|
On this page: list comprehension [f(x) for x in li if ...].
Filtering Items In a List
Suppose we have a list. Often, we want to gather only the items that meet certain criteria. Below, we have a list of words, and we want to extract from it only the ones that contain 'wo'. For this, we will need to first make a new empty list, and then iterate through the original list to find items put in:
|
>>> wood = 'How much wood would a woodchuck chuck if a woodchuck could
chuck wood?'.split()
>>> wood
['How', 'much', 'wood', 'would', 'a', 'woodchuck', 'chuck', 'if', 'a',
'woodchuck', 'could', 'chuck', 'wood?']
>>> wolist = []
>>> for x in wood:
if 'wo' in x:
wolist.append(x)
>>> wolist
['wood', 'would', 'woodchuck', 'woodchuck', 'wood?']
>>>
| |
OK, that works, but that's a lot of lines of code. What if I told you you can accomplish it all with one line of Python code? Well you can! Behold the superpower of list comprehension:
|
>>> [x for x in wood if 'wo' in x]
['wood', 'would', 'woodchuck', 'woodchuck', 'wood?']
>>>
| |
You want a list of words that are 5+ characters? That too can be done with list comprehension:
|
>>> [x for x in wood if len(x) >= 5]
['would', 'woodchuck', 'chuck', 'woodchuck', 'could', 'chuck', 'wood?']
>>>
| |
Words that are 5+ characters AND end with 'ck':
|
>>> [x for x in wood if len(x) >= 5 and x.endswith('ck')]

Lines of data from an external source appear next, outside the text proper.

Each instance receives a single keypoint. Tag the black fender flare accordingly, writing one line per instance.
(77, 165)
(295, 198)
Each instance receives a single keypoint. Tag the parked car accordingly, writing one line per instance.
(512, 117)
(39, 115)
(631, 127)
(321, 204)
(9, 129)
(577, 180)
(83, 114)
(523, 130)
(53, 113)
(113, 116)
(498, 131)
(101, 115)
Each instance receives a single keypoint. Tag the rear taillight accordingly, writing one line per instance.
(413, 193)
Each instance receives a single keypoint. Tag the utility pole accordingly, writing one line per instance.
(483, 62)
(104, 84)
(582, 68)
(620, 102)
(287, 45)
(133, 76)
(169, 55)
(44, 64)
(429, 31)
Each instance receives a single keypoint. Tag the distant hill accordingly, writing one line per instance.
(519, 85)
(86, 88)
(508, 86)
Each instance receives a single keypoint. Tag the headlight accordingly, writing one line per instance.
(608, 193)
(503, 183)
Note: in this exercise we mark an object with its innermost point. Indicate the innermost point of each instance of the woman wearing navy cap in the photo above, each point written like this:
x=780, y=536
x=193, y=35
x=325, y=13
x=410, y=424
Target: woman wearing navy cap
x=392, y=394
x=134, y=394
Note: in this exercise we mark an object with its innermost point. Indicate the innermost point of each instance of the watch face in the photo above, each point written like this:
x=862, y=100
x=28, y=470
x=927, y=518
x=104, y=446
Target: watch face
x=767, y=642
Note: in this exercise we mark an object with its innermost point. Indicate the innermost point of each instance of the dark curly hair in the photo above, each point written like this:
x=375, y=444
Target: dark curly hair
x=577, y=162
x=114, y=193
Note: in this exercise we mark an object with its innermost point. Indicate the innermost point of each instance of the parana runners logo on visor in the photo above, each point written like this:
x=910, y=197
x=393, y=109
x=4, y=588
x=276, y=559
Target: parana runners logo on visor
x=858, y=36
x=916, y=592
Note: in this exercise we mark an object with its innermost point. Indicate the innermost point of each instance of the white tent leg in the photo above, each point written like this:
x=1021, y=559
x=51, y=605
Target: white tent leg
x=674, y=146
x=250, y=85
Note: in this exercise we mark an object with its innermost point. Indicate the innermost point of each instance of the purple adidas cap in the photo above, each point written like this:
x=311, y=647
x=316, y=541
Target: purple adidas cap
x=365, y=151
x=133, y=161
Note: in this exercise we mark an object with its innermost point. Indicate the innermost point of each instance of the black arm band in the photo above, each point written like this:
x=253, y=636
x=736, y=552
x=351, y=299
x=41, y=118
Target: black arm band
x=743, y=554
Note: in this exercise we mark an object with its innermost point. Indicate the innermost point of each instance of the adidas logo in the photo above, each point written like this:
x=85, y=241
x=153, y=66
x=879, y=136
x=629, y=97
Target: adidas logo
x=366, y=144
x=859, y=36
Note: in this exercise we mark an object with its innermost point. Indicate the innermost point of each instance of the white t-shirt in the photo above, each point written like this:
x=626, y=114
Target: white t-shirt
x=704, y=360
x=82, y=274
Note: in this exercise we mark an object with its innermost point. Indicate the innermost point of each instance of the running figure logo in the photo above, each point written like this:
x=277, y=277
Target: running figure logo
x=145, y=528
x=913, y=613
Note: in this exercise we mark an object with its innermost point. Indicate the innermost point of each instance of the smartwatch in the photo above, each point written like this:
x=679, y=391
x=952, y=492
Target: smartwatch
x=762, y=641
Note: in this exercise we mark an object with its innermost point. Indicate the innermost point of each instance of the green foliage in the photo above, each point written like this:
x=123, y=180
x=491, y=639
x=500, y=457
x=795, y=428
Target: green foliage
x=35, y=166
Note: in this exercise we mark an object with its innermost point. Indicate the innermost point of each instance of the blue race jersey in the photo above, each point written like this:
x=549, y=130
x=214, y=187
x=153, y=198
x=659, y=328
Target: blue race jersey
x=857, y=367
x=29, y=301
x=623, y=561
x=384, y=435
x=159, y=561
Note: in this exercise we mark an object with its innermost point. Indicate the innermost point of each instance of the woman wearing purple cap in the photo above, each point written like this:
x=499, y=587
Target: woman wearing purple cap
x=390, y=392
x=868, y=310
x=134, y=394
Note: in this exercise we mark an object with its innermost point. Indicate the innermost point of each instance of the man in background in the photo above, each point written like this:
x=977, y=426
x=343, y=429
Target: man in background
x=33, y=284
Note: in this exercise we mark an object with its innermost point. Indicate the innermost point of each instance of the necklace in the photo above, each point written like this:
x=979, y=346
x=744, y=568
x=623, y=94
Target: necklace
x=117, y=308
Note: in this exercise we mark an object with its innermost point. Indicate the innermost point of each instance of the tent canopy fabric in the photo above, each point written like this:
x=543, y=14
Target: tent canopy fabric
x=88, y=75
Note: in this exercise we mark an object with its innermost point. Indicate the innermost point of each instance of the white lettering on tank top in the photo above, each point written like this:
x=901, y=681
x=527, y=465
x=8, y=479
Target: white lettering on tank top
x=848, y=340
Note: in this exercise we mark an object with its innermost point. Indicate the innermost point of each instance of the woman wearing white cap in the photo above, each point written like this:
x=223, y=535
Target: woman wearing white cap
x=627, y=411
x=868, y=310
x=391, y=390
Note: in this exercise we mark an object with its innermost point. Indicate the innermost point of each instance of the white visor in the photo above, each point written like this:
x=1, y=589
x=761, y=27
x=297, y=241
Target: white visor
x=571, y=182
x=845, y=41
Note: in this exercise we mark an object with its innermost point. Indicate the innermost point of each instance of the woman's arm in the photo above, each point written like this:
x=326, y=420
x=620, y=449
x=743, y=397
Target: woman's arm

['woodchuck', 'chuck', 'woodchuck', 'chuck']
>>>
| |
You get the idea. Basically, list comprehension for filtering starts with [x for x in li], which in fact creates a new list that's identical to li, and then tacks on an if ... clause at the end, which works as filtering criteria.
|
>>> [x for x in wood if len(x) <= 4]
['How', 'much', 'wood', 'a', 'if', 'a']
>>>
| |
Transforming Items in a List
Another popular type of task with a list is to transform each item. For example, suppose I want to create a new list where each 'o' is replaced by 'oo' in every word. As before, the usual for-loop process gets the job done but is tedious:
|
>>> wood
['How', 'much', 'wood', 'would', 'a', 'woodchuck', 'chuck', 'if', 'a',
'woodchuck', 'could', 'chuck', 'wood?']
>>> doubleo = []
>>> for x in wood:
doubleo.append(x.replace('o', 'oo'))
>>> doubleo
['Hoow', 'much', 'wooood', 'woould', 'a', 'woooodchuck', 'chuck', 'if',
'a', 'woooodchuck', 'coould', 'chuck', 'wooood?']
>>>
| |
Again, with list comprehension, all you need is one line of code:
|
>>> [x.replace('o', 'oo') for x in wood]
['Hoow', 'much', 'wooood', 'woould', 'a', 'woooodchuck', 'chuck', 'if',
'a', 'woooodchuck', 'coould', 'chuck', 'wooood?']
>>>
| |
Another example -- capitalizing every word:
|
>>> [x.capitalize() for x in wood]
['How', 'Much', 'Wood', 'Would', 'A', 'Woodchuck', 'Chuck', 'If', 'A',
'Woodchuck', 'Could', 'Chuck', 'Wood?']
>>>
| |
A list of word length, for every word in wood:
|
>>> [len(x) for x in wood]
[3, 4, 4, 5, 1, 9, 5, 2, 1, 9, 5, 5, 5]
>>>
| |
So you can see how handy this is. The syntax works like this: starting with [x for x in li], which creates a new list that's identical to li, the initial x is substituted with f(x), a certain function with x as the input. The result is a new list where each x is transformed to f(x).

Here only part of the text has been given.